INTERVIEWFrappes contre Daesh en Syrie: «François Hollande est dans une «stratégie du "moins pire"»

Frappes contre Daesh en Syrie: «François Hollande est dans une «stratégie du "moins pire"»

INTERVIEWFrançois Hollande a revu sa position dans la lutte contre l’organisation Etat islamique en Syrie…
Laure Cometti

Propos recueillis par Laure Cometti

François Hollande a annoncé ce lundi un changement de stratégie dans la lutte contre Daesh en Syrie. La France, qui participe depuis un an aux frappes aériennes menées par une coalition internationale en Irak, refusait jusqu’à présent d’intervenir dans le pays gouverné par Bachar al-Assad. Le président a revu sa position.

Fini la politique du « ni ni » - ni Bachar al-Assad, ni Daesh. Dès mardi, l’armée française mènera des vols de reconnaissance au-dessus du pays, en lien avec la coalition. « Ensuite, selon les informations que nous recueillerons, les renseignements que nous aurons collectés (…) nous serons prêts à faire des frappes », a précisé le chef de l’Etat lors d’une conférence de presse organisée ce lundi à l’Elysée. Bruno Tertrais, maître de recherches à la Fondation pour la recherche stratégique (FRS) et spécialiste de géostratégie analyse pour 20 Minutes l’impact de cette volte-face diplomatique.

Comment expliquer ce retournement diplomatique de la France ?

Il y a un an, le gouvernement français souhaitait avant tout éviter de contribuer à renforcer Bachar al-Assad. En outre, Paris utilisait l’argument de l’absence de base juridique. Sans sollicitation du gouvernement légitime ni mandat international, l'Elysée ne souhaitait pas justifier une intervention militaire contre Daesh sur le sol syrien. Mais cet argument semble aujourd'hui moins pertinent car les combattants de Daesh ont gagné du terrain. L’autre facteur, c’est que certains attentats commis ou fomentés sur le sol français semblent trouver leur origine en Syrie. Je ne suis toutefois pas sûr que les futures frappes en Syrie puissent avoir un impact sur les actes terroristes en France.

Les frappes aériennes seules peuvent-elles être efficaces pour lutter contre Daesh ?

Les frappes peuvent permettre de donner un coup d’arrêt à la progression de Daesh. Il est difficile d’en faire davantage sans troupes au sol, mais pour l’instant aucun pays n’est prêt à envoyer des soldats en Syrie. La France, avec la coalition anti-Daesh, est plutôt dans une stratégie du « moins pire », en essayant d’avoir un impact sur la situation à la marge. Jusqu’à présent, les frappes menées par la coalition anti-Daesh en Syrie et en Irak ont permis de contenir un peu son expansion, mais dans des proportions limitées. Mais c’est une stratégie de long terme, et qui n’est pas seulement militaire : on cherche par exemple à limiter les revenus financiers de Daesh.

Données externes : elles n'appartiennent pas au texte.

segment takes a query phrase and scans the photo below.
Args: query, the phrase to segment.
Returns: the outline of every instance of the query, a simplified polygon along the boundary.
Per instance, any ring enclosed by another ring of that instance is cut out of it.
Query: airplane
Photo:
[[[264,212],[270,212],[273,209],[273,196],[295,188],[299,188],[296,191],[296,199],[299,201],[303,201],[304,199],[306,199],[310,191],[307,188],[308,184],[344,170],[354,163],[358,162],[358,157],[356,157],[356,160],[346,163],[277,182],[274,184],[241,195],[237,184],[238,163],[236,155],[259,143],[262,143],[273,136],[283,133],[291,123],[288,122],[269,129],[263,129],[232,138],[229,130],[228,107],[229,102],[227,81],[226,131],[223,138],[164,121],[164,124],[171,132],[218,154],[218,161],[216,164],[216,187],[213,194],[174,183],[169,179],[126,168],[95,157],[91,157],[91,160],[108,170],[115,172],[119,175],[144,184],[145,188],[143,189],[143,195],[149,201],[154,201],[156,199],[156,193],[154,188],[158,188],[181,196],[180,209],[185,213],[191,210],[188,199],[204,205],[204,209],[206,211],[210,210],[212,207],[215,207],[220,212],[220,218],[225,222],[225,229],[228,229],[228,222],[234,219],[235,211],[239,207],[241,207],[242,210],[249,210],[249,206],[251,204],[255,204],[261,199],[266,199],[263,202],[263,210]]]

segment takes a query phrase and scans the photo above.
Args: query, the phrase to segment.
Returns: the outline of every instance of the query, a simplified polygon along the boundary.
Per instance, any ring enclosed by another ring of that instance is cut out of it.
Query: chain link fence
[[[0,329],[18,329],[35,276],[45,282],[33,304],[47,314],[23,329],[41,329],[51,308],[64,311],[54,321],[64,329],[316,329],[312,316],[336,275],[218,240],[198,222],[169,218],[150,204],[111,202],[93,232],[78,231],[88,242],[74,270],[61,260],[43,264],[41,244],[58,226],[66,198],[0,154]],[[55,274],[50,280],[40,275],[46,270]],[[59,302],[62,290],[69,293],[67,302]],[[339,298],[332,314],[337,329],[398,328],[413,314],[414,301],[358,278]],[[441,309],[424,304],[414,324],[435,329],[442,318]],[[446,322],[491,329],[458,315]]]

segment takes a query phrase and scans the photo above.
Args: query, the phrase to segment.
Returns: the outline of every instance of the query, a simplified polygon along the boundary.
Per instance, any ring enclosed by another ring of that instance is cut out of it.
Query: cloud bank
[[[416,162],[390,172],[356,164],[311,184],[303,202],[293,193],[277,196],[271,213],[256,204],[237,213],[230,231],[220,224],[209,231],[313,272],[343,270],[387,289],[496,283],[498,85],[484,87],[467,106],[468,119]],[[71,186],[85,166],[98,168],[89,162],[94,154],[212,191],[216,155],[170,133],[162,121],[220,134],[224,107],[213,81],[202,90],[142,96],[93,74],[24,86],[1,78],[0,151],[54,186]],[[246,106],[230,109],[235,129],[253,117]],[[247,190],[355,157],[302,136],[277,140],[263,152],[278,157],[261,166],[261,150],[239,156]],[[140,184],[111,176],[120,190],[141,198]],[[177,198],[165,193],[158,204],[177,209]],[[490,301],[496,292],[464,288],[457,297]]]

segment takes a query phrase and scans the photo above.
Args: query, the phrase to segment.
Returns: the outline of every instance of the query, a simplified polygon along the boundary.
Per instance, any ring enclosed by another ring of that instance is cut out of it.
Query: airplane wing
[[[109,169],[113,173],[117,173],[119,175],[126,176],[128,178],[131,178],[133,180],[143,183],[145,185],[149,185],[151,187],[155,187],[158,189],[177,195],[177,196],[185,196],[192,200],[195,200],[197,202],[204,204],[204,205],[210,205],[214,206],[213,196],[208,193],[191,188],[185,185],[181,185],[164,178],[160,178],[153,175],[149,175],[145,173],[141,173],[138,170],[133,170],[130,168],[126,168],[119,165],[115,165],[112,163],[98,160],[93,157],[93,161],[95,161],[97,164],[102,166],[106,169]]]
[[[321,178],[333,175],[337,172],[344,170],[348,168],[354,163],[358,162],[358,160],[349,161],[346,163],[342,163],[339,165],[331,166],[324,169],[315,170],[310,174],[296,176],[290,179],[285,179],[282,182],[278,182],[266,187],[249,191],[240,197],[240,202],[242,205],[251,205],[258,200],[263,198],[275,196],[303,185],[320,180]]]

Concrètement, comment frapper Daesh sans risquer de renforcer Bachar al-Assad ?

Ce n’est pas un problème car l’armée régulière syrienne n’opère plus dans les zones contrôlées par Daesh. Les soldats de Bachar al-Assad ne font plus grand-chose pour contre-attaquer dans les zones contrôlées par l’organisation Etat islamique.

« #Syrie : "Cette transition est nécessaire. Rien ne doit être fait pour consolider la position de Bachar el-Assad" #ConfPR — Élysée (@Elysee) 7 Septembre 2015 »

Cette intervention militaire comporte-t-elle d’autres risques, notamment en matière de sécurité intérieure ?

J’en doute. On constate depuis des années que la France est visée par des actes terroristes, avant même qu’elle ne se soit engagée militairement contre Daesh en Syrie.

Participer aux frappes aériennes en Syrie, est-ce aussi une étape pour s’impliquer davantage dans le jeu diplomatique international ?

C’est une façon de renforcer le poids de la France dans les tentatives de résolution politique de la crise syrienne qui devraient prendre forme dans les mois à venir. Dans cette même perspective, la Grande-Bretagne a elle aussi accru ses efforts militaires en Syrie [le Premier ministre britannique David Cameron a révélé ce lundi que son pays avait mené une première frappe anti-Daesh en Syrie fin août 2015 avec un drone].